Springing from its headwaters in northern Oregon's Cascade Range, the cold, clear waters of the Molalla River traverse across both public and private lands to eventually reach the confluence with the Willamette River. Located just an hour away from the greater Portland and Salem metro areas, the designated segment of the Molalla River feels like a world apart. In addition to providing clean drinking water for the cities of Molalla and Canby, this river hosts a diversity of critical habitat values and provides the setting for exceptional year-around recreation opportunities. Administered by the U.S. Bureau of Land Management (BLM), thousands of visitors come to the Molalla River corridor to enjoy hiking, whitewater boating, fishing, camping, or just simply to take in the sights and sounds of this free-flowing river.
The river offers more than recreation, though. Complementing the abundance of diverse wildlife, unique geological features, and wealth of scenic attractions, the Molalla River provides critical spawning and rearing habitat for wild winter steelhead, salmon, and native cutthroat trout. This river, along with the BLM's Table Rock Wilderness, are landscapes of important cultural and historic significance. Reaching back thousands of years, the river corridor has been used as an east-west travel and trade route, linking the peoples of the Willamette Valley to those of the high desert region of eastern Oregon.
BLM administrative studies in 1990 determined that the mainstem Molalla River and the Table Rock Fork were eligible for wild and scenic river designation. The mainstem Molalla's outstandingly remarkable values (ORV) were identified as scenic and recreational, while the Table Rock Fork's ORVs were identified as scenic and cultural. A 1994 suitability assessment of the mainstem Molalla found the river segment to be suitable for wild and scenic river designation, with scenic, recreational, and geologic ORVs. The Table Rock Fork Molalla was determined to be suitable for designation in 2016, with scenic and cultural ORVs. In 2019, the John D. Dingell Jr. Conservation, Management and Recreation Act (Public Law 116-9; Dingell Act) designated a 15.1-mile segment of the mainstem and 6.2-mile segment of the Table Rock Fork Molalla to be managed as a recreational river by the Secretary of the Interior.

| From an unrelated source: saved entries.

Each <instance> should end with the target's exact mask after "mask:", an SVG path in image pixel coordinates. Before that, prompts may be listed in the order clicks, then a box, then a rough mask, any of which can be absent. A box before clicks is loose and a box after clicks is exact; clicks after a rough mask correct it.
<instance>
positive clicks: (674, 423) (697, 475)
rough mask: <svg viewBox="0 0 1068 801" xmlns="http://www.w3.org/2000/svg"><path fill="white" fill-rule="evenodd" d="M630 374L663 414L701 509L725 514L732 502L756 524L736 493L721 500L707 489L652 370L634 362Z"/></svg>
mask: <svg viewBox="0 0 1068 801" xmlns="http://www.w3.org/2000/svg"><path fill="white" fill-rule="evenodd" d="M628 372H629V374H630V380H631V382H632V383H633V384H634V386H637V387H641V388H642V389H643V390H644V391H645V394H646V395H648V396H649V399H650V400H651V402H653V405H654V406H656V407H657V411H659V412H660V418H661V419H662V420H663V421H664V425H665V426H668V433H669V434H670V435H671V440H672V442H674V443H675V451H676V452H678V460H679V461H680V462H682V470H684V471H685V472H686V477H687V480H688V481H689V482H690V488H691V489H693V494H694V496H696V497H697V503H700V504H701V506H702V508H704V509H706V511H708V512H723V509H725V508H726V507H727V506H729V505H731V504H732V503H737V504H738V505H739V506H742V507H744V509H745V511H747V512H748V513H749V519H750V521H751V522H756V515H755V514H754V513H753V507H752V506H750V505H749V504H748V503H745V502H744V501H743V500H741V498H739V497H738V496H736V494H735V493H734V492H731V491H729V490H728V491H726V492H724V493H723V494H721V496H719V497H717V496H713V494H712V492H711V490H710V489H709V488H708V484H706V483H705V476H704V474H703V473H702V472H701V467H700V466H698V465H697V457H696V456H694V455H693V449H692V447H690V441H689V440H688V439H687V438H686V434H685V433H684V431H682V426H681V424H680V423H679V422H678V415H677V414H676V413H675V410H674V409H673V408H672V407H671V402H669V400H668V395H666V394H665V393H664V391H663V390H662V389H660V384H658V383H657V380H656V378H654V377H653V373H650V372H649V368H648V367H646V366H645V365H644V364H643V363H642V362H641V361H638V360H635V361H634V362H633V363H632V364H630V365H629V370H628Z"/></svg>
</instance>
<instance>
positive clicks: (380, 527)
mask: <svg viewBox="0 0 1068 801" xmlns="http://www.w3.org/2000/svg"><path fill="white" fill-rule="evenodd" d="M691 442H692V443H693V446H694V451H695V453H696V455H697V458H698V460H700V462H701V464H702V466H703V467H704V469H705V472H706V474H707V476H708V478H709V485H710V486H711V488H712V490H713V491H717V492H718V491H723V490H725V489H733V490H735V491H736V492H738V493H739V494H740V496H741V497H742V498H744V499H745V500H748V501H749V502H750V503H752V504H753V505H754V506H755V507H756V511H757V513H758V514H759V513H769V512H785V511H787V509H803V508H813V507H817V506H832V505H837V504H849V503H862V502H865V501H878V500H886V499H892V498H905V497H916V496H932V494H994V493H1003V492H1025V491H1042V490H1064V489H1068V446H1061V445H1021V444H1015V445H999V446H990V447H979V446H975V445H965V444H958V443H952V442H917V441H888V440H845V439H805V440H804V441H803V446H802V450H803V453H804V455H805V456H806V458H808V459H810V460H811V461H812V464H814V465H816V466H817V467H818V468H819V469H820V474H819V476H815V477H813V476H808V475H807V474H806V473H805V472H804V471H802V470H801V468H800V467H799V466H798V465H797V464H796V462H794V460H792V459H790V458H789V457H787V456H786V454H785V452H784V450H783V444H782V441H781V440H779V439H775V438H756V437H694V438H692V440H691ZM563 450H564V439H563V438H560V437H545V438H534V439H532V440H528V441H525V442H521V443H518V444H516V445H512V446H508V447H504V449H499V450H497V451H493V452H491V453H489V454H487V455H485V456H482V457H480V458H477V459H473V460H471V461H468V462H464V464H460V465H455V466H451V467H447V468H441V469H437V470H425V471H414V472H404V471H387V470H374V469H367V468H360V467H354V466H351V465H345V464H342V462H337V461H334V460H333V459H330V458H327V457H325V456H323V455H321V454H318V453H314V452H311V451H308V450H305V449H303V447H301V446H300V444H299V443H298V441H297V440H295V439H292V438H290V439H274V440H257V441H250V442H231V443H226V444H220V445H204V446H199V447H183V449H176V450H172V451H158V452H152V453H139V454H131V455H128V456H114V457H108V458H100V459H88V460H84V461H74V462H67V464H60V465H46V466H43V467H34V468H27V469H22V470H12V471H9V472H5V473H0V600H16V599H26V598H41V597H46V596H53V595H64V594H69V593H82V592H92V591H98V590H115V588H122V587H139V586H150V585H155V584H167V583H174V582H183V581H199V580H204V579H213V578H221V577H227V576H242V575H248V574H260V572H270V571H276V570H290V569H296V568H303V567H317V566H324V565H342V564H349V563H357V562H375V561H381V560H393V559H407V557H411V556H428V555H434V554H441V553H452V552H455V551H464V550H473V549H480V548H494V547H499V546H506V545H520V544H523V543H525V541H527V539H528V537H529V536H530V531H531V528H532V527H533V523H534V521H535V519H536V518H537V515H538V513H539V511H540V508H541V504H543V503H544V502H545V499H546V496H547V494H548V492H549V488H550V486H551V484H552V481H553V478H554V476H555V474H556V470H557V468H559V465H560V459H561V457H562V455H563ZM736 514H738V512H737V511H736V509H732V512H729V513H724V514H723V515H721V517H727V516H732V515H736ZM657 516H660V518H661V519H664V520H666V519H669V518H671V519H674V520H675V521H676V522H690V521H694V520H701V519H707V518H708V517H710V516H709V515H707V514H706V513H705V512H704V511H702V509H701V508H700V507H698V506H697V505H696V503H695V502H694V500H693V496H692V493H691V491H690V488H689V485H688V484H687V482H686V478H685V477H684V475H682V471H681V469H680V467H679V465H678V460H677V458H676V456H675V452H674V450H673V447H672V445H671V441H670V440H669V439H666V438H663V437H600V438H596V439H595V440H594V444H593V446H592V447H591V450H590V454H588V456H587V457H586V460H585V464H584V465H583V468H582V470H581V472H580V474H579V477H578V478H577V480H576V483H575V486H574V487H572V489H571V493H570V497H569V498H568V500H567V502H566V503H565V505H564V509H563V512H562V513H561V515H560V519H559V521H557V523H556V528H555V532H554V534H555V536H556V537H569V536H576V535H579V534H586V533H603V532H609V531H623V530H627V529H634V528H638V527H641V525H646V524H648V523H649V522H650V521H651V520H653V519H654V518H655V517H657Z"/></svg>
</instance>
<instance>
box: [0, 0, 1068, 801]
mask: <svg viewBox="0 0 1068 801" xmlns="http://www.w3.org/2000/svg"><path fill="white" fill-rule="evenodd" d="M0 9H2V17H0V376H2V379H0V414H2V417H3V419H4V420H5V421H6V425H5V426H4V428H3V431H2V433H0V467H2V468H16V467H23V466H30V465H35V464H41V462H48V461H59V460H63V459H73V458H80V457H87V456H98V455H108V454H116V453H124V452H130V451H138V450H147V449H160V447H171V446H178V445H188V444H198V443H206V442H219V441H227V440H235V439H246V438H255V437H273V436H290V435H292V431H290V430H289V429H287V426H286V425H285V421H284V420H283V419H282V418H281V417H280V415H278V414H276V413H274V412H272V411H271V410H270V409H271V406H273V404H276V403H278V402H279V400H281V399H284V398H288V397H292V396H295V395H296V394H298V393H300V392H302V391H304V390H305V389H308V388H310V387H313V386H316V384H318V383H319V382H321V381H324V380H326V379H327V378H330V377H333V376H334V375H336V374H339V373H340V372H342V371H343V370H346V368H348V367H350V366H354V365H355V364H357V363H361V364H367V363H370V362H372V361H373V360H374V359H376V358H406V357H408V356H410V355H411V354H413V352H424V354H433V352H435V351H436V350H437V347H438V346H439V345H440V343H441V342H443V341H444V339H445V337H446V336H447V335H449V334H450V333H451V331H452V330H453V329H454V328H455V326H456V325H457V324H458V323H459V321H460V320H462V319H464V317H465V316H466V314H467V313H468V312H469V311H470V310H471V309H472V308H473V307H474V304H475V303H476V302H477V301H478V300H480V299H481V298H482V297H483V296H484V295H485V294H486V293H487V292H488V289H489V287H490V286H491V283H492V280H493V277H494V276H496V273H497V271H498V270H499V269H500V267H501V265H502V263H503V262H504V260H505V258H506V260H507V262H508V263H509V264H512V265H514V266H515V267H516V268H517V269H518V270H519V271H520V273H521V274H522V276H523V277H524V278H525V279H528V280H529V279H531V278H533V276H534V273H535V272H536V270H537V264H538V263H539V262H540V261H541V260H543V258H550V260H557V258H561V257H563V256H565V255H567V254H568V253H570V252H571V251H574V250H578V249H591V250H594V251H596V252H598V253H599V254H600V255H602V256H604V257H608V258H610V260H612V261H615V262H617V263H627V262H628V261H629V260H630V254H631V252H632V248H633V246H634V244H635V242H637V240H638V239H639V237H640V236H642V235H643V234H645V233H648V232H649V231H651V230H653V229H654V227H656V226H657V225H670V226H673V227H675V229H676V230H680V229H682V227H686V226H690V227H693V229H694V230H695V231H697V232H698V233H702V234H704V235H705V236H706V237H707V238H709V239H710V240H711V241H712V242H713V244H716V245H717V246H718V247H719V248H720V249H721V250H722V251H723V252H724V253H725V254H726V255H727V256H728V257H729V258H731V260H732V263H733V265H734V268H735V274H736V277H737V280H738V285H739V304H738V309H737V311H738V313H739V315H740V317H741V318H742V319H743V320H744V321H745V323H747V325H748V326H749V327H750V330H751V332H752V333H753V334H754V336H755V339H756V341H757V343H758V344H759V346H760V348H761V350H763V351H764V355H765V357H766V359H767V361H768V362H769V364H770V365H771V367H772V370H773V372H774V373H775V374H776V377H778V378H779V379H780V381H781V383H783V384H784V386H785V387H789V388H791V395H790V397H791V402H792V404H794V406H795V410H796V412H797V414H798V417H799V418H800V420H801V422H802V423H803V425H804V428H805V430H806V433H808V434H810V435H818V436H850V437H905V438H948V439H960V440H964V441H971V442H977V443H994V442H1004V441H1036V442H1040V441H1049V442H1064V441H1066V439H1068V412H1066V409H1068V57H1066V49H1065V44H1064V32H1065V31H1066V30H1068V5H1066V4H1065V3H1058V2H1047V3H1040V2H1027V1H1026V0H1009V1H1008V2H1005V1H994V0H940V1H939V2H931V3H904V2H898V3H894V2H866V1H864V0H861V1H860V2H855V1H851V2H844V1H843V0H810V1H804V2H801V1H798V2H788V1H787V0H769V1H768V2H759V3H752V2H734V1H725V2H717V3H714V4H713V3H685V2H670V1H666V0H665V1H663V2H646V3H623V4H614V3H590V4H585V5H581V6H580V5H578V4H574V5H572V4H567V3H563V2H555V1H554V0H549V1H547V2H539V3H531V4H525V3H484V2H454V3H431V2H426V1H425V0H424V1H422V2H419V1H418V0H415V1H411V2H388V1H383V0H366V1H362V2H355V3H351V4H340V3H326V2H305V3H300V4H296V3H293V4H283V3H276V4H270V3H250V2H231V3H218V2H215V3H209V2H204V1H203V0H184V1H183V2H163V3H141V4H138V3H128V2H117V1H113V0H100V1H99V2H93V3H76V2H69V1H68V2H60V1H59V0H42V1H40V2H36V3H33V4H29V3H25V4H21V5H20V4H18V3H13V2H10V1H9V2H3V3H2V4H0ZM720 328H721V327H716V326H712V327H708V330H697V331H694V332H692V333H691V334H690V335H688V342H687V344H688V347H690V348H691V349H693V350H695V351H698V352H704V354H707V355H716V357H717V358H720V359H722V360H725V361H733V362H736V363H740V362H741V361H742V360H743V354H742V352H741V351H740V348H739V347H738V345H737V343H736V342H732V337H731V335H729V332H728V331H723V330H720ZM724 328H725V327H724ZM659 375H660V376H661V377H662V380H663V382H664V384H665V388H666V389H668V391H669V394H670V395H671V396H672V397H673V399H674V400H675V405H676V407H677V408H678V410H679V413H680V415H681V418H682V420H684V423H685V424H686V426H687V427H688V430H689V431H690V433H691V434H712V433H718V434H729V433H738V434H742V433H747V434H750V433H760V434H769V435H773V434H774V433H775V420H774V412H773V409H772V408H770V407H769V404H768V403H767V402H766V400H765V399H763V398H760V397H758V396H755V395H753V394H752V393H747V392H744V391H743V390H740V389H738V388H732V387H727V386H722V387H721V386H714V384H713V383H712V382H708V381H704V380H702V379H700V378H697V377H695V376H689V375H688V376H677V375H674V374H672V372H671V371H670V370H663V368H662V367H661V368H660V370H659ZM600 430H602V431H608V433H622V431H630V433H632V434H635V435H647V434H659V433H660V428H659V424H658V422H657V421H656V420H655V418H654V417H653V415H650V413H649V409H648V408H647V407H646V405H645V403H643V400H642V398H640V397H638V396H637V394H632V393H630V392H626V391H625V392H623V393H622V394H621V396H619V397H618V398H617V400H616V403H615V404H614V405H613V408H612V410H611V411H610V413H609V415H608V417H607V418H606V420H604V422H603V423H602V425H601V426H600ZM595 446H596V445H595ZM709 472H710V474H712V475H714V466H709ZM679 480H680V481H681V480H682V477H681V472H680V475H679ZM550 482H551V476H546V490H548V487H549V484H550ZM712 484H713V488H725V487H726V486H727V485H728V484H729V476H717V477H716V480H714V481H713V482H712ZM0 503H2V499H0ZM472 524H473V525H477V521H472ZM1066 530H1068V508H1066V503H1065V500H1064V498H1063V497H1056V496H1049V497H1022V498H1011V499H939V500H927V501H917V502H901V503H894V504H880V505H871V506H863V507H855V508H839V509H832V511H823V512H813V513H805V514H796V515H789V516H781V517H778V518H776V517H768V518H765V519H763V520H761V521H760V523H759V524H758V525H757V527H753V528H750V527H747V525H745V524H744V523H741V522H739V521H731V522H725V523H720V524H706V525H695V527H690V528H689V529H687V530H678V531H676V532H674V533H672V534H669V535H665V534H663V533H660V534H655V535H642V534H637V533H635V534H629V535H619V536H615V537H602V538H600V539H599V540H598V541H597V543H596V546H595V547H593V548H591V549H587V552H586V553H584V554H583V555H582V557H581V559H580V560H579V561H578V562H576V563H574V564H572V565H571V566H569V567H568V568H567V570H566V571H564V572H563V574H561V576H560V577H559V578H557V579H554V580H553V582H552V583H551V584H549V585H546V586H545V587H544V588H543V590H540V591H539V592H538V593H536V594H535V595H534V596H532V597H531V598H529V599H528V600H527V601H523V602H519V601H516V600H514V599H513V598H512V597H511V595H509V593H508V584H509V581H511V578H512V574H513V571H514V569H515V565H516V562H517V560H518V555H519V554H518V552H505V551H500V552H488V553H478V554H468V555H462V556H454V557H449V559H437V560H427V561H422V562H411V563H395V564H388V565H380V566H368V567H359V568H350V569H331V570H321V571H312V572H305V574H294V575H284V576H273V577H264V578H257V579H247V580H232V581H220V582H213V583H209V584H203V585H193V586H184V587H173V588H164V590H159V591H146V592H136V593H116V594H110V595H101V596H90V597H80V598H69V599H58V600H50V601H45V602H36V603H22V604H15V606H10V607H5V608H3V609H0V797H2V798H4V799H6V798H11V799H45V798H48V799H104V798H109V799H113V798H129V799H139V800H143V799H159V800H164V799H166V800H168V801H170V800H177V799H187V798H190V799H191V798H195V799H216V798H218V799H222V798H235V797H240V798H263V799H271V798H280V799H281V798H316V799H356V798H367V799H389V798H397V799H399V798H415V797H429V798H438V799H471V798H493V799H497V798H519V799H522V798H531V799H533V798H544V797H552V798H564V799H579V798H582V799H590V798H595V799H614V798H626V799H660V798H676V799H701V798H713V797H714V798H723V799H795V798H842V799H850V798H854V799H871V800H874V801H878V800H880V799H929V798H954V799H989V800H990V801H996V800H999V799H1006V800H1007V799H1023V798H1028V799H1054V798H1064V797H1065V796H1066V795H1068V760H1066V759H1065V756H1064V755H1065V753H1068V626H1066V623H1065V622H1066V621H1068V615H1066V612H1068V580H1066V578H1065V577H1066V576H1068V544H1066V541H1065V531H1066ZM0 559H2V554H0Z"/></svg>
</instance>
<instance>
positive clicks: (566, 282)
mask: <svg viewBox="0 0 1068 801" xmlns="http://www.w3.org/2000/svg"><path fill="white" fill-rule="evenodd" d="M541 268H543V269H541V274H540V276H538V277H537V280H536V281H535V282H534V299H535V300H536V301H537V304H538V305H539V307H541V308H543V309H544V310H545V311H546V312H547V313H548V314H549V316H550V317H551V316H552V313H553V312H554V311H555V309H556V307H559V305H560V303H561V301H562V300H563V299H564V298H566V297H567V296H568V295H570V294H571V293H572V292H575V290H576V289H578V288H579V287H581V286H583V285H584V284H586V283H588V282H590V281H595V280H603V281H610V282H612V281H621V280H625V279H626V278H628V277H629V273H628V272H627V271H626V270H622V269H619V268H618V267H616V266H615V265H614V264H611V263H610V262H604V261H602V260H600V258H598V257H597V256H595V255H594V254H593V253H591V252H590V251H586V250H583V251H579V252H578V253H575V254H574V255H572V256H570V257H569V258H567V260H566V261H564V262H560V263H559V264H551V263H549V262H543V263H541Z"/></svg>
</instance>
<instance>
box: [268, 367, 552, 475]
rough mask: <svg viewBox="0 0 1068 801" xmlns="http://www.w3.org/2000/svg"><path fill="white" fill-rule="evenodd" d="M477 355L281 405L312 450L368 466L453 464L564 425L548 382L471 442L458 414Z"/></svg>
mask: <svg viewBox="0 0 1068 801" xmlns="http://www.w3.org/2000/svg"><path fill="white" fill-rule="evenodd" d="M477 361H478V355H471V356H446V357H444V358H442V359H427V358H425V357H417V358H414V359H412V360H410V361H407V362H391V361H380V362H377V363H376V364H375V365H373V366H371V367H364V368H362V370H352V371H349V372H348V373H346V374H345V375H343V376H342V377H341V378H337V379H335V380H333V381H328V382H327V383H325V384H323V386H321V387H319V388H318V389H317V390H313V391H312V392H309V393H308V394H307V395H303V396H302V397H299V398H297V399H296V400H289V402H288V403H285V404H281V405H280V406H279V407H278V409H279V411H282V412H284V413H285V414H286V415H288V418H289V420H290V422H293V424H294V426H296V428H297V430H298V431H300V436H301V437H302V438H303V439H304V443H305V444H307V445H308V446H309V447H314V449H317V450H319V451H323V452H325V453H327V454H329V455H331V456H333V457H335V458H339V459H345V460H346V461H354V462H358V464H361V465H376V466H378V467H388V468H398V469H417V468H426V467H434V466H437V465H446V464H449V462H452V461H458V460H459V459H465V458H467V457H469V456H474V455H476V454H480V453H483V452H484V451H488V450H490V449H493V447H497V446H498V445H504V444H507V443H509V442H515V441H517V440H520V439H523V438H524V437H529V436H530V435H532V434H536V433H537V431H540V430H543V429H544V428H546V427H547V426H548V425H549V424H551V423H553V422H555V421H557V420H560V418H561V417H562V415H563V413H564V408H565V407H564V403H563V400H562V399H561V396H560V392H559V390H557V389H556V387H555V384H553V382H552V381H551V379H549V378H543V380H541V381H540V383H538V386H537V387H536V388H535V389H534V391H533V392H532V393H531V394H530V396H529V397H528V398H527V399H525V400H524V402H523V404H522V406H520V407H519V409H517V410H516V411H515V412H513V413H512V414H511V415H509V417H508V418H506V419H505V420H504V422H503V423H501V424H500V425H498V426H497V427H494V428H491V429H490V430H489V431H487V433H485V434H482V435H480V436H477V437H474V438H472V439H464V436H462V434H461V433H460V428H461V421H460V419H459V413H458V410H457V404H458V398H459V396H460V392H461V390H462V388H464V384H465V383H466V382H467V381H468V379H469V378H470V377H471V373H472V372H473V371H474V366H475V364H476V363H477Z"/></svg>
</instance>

This river has also been designated an Oregon State Scenic Waterway.
March 12, 2019. From the southern boundary line of T 7 S, R 4 E, Section 19, downstream to the edge of the Bureau of Land Management boundary in T 6 S, R 3 E, Section 7. The Table Rock Fork of the Molalla River from the easternmost Bureau of Land Management boundary line in the NE 1/4 Section 4, T 7 S, R 4 E downstream to the confluence with the Molalla River.
The Molalla River's cultural outstandingly remarkable value is based on the high density of cultural sites within the river corridor.
The Molalla River provides critical habitat for upper Willamette River spring chinook salmon and upper Willamette River winter steelhead trout, which are both present in the designated segment. A designated tributary of the Molalla, the Table Rock Fork produces approximately one-third of the extant native run of winter steelhead reared within the Molalla River Basin. Other salmonid species using the river include native resident cutthroat and rainbow trout.
A series of horizontal columnar basalt rosettes provide a unique regional example of this type of geologic feature. The Molalla River rosettes are particularly unusual, because they have been exposed to the erosional processes of the river itself and can be easily interpreted and observed by visitors.
The Molalla River is one of the top recreational river areas within the mid-Willamette Valley region, drawing recreationalists from outside the region to enjoy its excellent tubing, swimming, wading, sunbathing, fishing, hiking, horseback riding, whitewater boating, and mountain bike riding opportunities. There are more than 30 miles of non-motorized trails, which facilitate access to numerous waterfalls and scenic vistas.
The highly rated scenery of the Molalla River is characterized by a broad diversity of colors and textures, from grays and blacks on basalt rock outcrops to the greens and browns of different vegetation types present within the viewshed. The river's scenic character ranges from clear pools to riffles and whitewater, with large moss-covered boulders and diverse streamside vegetation adding to the scenic quality. The human influences that detract from the scenic views of the surrounding valley are limited.